The Somali community feted Mohamud Noor a week ago in a familiar place for Noor: the Coyle Community Center in the Cedar-Riverside area of Minneapolis.
It's where he went on his second day as an immigrant to Minnesota. He made the pilgrimage to the Somali version of a settlement house there and got a membership card and his first Minnesota ID.
Now Noor runs that agency, the Confederation of Somali Community in Minnesota, as its volunteer interim director. That's atop his full-time day job with the state. He's also a husband and the father of four ranging from 5 months to 7 years.
Now he'll be juggling one more job, one for which his work at Coyle helped vault him to the top of a four-way competition to be appointed to the Minneapolis school board, a job he assumes Tuesday.
The 35-year-old succeeds the late Hussein Samatar. The school board gave Noor the edge over Samatar's widow, Ubah Jama, who is also a relative of Noor's wife, Farhiya Del.
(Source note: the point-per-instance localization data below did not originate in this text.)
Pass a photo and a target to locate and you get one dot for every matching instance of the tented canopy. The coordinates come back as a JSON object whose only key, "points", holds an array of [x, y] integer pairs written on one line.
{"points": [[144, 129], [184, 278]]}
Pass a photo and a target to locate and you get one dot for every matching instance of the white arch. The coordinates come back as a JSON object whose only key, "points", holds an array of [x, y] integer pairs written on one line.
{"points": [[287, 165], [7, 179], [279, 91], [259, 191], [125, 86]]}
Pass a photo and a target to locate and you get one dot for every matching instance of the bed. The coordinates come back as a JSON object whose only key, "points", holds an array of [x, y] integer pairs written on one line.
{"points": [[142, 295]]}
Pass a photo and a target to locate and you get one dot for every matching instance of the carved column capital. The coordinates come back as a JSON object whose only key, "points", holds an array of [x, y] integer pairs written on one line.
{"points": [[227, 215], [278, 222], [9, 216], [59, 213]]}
Both Noor and Jama say that the awkwardness of that competition is behind them; she attended the reception last week at Coyle marking Noor's pending swearing-in.
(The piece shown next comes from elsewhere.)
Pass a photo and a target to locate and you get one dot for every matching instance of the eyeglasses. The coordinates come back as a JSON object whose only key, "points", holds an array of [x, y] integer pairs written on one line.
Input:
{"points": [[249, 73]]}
"I've told her, 'Make sure, please keep me on my toes, and if I'm doing the right thing, please support me. And if I'm on the wrong track, please guide me.' "
Jama said she won't run for the seat when its term expires next year. Noor said he hasn't decided for sure that he will run, wanting a few weeks in the job before he decides. The district lies between the Mississippi River and Interstate 35W, generally north of E. 36th Street.
For now, Noor is the state's lone Somali-American official in public office, as was Samatar. That's only until Jan. 6, when Abdi Warsame joins the Minneapolis City Council.